Его сопровождал письмоводитель Лапа, постоянно имевший вид только что проснувшегося человека. Если его спрашивали, он сначала подымал голову и осматривался, словно ища глазами спросившего его человека, потом в свою очередь спрашивал: "А?" — и на вторичный вопрос уже собирался с ответом.
Казаринов был возбужден. Он давно сетовал на прозаичность своих дел (помилуйте, в пьяной драке Аким Степана зарезал, или Матренин любовник в ревности ее ножом полоснул!
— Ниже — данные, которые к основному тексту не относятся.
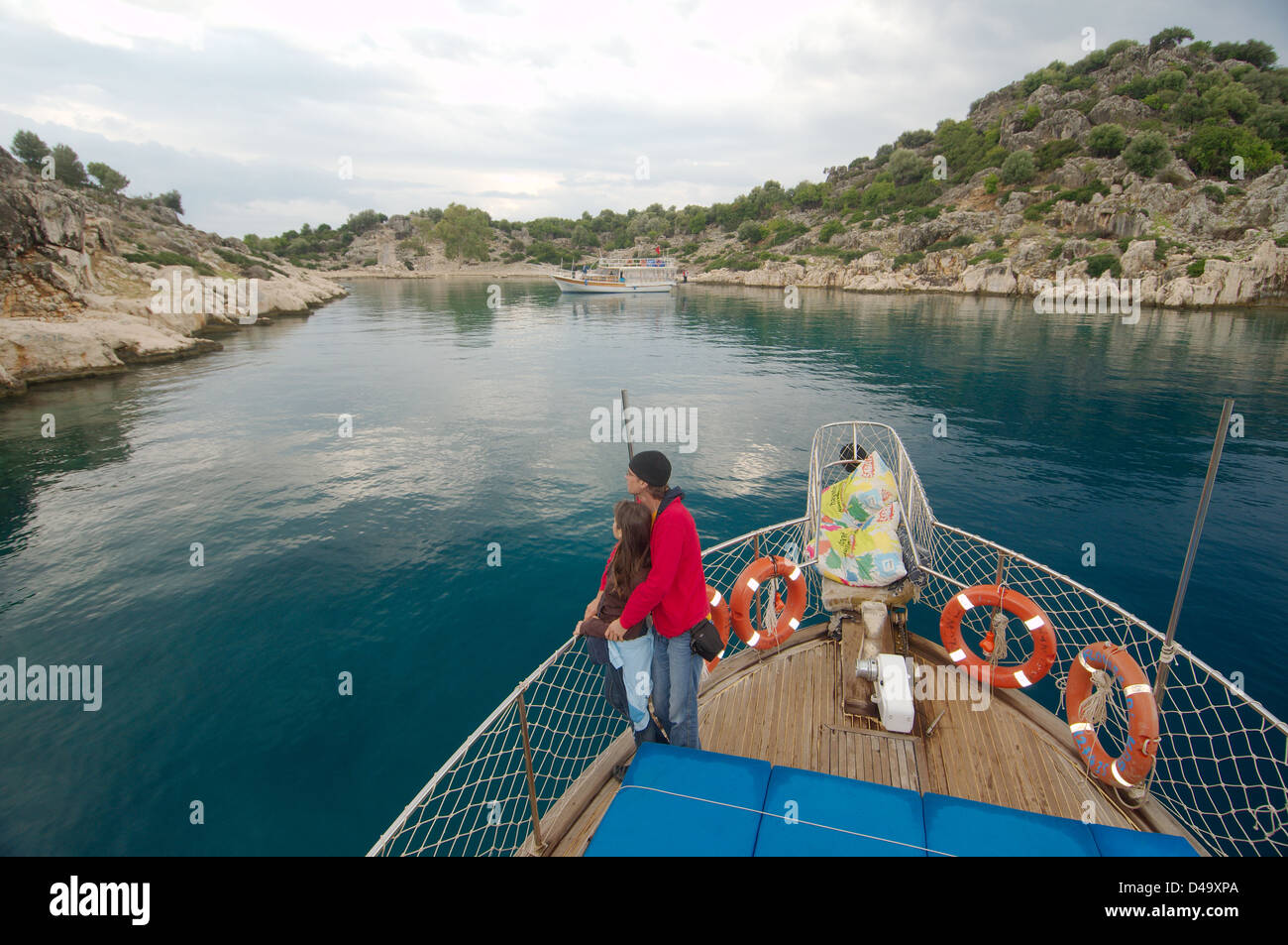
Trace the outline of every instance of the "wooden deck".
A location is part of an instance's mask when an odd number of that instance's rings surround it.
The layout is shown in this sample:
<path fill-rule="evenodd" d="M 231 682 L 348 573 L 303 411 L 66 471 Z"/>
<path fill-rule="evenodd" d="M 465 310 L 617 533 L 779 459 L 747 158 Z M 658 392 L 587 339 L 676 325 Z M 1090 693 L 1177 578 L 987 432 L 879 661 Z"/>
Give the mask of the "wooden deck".
<path fill-rule="evenodd" d="M 1153 801 L 1132 811 L 1088 779 L 1068 727 L 1028 696 L 994 690 L 985 710 L 965 697 L 965 686 L 953 697 L 947 676 L 934 672 L 951 665 L 943 648 L 909 637 L 911 659 L 929 668 L 927 682 L 935 682 L 916 703 L 912 734 L 886 732 L 875 719 L 845 712 L 841 643 L 818 625 L 802 628 L 777 652 L 741 652 L 703 682 L 702 746 L 920 793 L 1059 817 L 1094 811 L 1099 824 L 1184 833 Z M 545 855 L 585 851 L 617 793 L 612 767 L 632 752 L 629 735 L 618 739 L 547 812 Z M 523 852 L 535 851 L 529 846 Z"/>

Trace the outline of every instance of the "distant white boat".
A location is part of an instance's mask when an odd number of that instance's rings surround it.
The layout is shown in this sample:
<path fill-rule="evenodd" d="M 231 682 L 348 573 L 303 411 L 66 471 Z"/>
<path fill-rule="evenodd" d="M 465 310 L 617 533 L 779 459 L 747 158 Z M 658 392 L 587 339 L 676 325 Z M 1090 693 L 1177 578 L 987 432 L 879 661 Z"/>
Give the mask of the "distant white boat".
<path fill-rule="evenodd" d="M 608 293 L 634 295 L 668 293 L 675 285 L 675 260 L 668 257 L 640 259 L 607 259 L 600 257 L 595 268 L 580 272 L 554 272 L 562 293 Z"/>

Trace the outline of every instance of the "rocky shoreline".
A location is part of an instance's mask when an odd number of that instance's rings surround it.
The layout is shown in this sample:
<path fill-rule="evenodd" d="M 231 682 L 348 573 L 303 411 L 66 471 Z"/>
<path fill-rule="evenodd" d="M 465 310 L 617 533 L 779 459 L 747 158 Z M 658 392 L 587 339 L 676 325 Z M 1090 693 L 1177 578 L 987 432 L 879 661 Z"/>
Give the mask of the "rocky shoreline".
<path fill-rule="evenodd" d="M 182 286 L 254 280 L 259 315 L 251 322 L 232 306 L 207 304 L 209 293 L 200 304 L 176 297 L 156 306 L 155 280 L 175 277 Z M 41 180 L 0 148 L 0 397 L 219 351 L 209 335 L 270 325 L 264 316 L 307 316 L 345 294 L 316 272 L 187 226 L 160 204 Z"/>

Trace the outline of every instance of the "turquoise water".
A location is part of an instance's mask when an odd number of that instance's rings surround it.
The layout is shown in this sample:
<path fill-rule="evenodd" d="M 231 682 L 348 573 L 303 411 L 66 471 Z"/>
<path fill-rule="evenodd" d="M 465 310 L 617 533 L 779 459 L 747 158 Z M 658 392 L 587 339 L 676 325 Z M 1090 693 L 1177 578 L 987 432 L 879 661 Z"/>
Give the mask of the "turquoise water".
<path fill-rule="evenodd" d="M 591 411 L 622 387 L 696 410 L 694 451 L 661 449 L 705 544 L 801 514 L 814 429 L 872 419 L 938 518 L 1159 628 L 1234 396 L 1179 639 L 1288 716 L 1284 309 L 501 289 L 355 282 L 222 353 L 0 402 L 0 664 L 102 664 L 104 690 L 0 703 L 0 853 L 365 852 L 592 596 L 626 449 Z"/>

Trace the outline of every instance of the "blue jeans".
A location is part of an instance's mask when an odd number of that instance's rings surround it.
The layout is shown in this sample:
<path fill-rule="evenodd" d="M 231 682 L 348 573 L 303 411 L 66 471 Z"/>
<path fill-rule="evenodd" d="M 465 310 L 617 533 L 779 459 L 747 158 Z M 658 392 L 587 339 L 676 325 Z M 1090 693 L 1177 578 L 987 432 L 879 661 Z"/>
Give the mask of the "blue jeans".
<path fill-rule="evenodd" d="M 653 690 L 653 681 L 649 678 L 653 669 L 653 641 L 649 634 L 638 639 L 608 641 L 608 658 L 622 673 L 631 727 L 641 732 L 652 721 L 648 714 L 648 696 Z"/>
<path fill-rule="evenodd" d="M 672 745 L 702 748 L 698 744 L 698 682 L 702 658 L 693 652 L 693 634 L 663 637 L 652 621 L 653 710 Z"/>

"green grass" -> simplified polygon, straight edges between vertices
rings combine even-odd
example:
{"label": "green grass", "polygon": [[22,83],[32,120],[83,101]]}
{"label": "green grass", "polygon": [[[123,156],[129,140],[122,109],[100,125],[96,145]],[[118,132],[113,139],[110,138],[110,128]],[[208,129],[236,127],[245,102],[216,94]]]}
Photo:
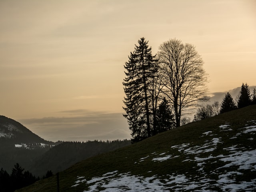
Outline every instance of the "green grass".
{"label": "green grass", "polygon": [[[218,169],[225,164],[224,162],[214,158],[206,159],[204,162],[204,172],[200,172],[198,171],[198,167],[194,160],[182,161],[195,159],[196,158],[207,159],[210,156],[216,157],[220,154],[228,155],[228,152],[224,149],[236,145],[245,151],[256,149],[255,134],[242,134],[237,138],[230,139],[240,132],[241,128],[245,127],[246,125],[249,126],[250,124],[256,123],[251,121],[254,120],[256,120],[256,105],[190,123],[131,146],[87,159],[60,173],[60,191],[84,191],[88,189],[89,186],[86,184],[86,182],[81,183],[76,187],[71,187],[75,184],[78,176],[84,176],[88,180],[94,177],[101,176],[106,173],[116,170],[118,170],[118,173],[130,172],[131,175],[144,177],[157,175],[161,180],[170,177],[168,176],[172,174],[183,174],[197,181],[203,178],[206,174],[209,179],[216,180],[220,174],[236,171],[237,166],[231,166],[219,170]],[[227,123],[228,123],[232,130],[222,131],[219,126]],[[210,134],[203,135],[203,133],[209,131],[212,132]],[[254,139],[248,139],[250,138]],[[189,144],[187,148],[188,147],[195,148],[197,146],[203,146],[204,144],[210,142],[213,138],[221,138],[221,143],[218,143],[216,146],[216,149],[210,152],[188,154],[183,151],[179,151],[177,148],[171,147],[183,144]],[[170,155],[178,157],[161,162],[152,160],[153,158],[159,157],[160,154],[164,152],[166,153],[165,156]],[[140,159],[146,157],[148,157],[140,162],[141,160]],[[218,173],[211,173],[214,171]],[[236,178],[236,182],[250,181],[252,178],[256,178],[255,171],[245,170],[242,173],[242,176],[238,175]],[[220,189],[216,187],[216,190],[219,191]],[[17,191],[57,191],[56,176],[40,180]]]}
Разве это интересно?), и теперь убийство Дерунова, казалось, давало ему случай отличиться.
— А, Яков Петрович, Николай Петрович! И вы тут? — обратился он к Весенину. — Знакомые все лица! Ну, что без меня тут сделали?
Пристав доложил, что он составил протокол предварительного осмотра места и положения трупа, полицейский врач установил убийство и сделал осмотр трупа.
— А, а! — сказал следователь. — Проверим! Труп убрали? Нет? Вот и он? Откиньте-ка парусину! Ох, был человек, и нет! Ну, займемся. Яков Петрович, вы устройте меня!
Яков провел его в свою контору, Лапа развернул портфель, и Казаринов начал предварительное следствие.
Сначала он заподозрил в убийстве Якова Петровича, потом его прислугу, потом Весенина и, наконец, Николая.
— Вы пришли поздно? После господина Весенина? Да?
Николай с видимым раздражением отвечал на вопросы. Яков следил за ним с нескрываемой тревогой.
— И когда вы пришли, трупа не было?
— Я же сказал!
— Да, да! Я и забыл… Ну, а где же гуляли все время? По дождю? В непогодь?
Николай передернул плечами.
— Везде был! В городе, на Волге, в горах.
— И вас везде кто-нибудь да видел?
— Вероятно!
— Ведь вы же разговаривали с кем-нибудь, а?
Николай хотел что-то ответить, но, видимо, раздумал.
— Ни с кем! — сказал он.
— Ни с рыбаком, ни с мещанином каким-либо. Но вы, вероятно же, ели, пили?
— Не ел, не пил!
Следователь пожал плечами. Подозрение его усилилось.
— Ну, а костюмчик, в котором вы ходили, вероятно, промок? — вкрадчиво спросил следователь. — Вы, вероятно, его сбросили?
— Наверное!
— И, вероятно, дома.
— Не на улице же!
— И вы позволите на него взглянуть? А?
— Сделайте одолжение, — ответил Николай и в раздражении громко закричал: — Лиза, принеси мою одежду, что я вчера снял!
— Но позвольте, — вмешался взволнованный Яков, — после его прихода ушел мой письмоводитель, вот при нем, — он указал на Весенина, — если бы был труп, он бы вернулся, поднял крик!..
— А-а! — протянул следователь, и в его уме Николай тотчас очистился от подозрений, а Грузов стал несомненным убийцей.
— Не надо пока! — отодвинул он принесенный прислугою костюм. — А где же ваш письмоводитель?